これは、まずい。そう思っても為す術もなくただ、ルークを見ている事しか出来ないでいる。


確か、こうなった状態のルークは何かに怯えていた。
でも、今はどうだろう。誰かに怯える素振りも見せない。

あの時とは同じようで、全く違う状態。




この状況の理由が判った筈なのに、俺の鼓動は更に速さを増していく。


「だって、そうじゃないか・・・・俺だって思うさ。
憎いって・・・選択は間違ってないんだよ・・・・でも、なんでだ・・・・?
そんなに俺は汚れているのか?なぁ・・・ガイ・・・」



聞いてはいけないと、頭の中では警報が鳴り響いているのに、この先を聞かなければいけない。
そう思えて仕方ない。


ルークの言う「憎いって思って当然」「選択は間違ってない」

それは、どういう意味なのか。
同じ様なことを、あの屋敷の中でも言っていたとするならば、それは誰を指すのか。


聞いてはいけないと、思っているのに
聞くことを拒否する事はその時の俺の中で浮かぶことなんて無かった。


早まる鼓動をどうにか、静めようと努力するけれど、早く早くと急く心が鼓動を早めていく




その先を聞かねばと、逸る気持ちが言葉を紡ぐ。








「・・・・どういう・・・」
今の俺の声は擦れていないだろうか、震えていないだろうか。必死にいつもと同じを装って尋ねる。
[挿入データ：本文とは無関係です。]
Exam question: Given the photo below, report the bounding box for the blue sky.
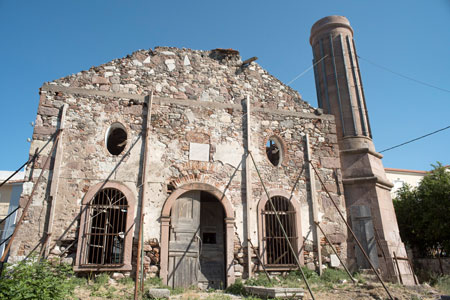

「そうだ。ガイ。お前は間違ってなんかいない。お前の体が唯一血で汚れる時は」


目を見開く、鼓動は早さを増す。呼吸が・・・上手く出来ない




『どうか、その先は・・・』






























「俺の血で染まる時だけなんだよな。ガイ?」







そう言って、目の前のルークは綺麗に笑った。











を降ろせ、喜劇は終わった
あぁ、なんてことだ!!紛れも無い事実なのに、彼の口からその台詞を聞くだけで胸が張り裂けそうなんて!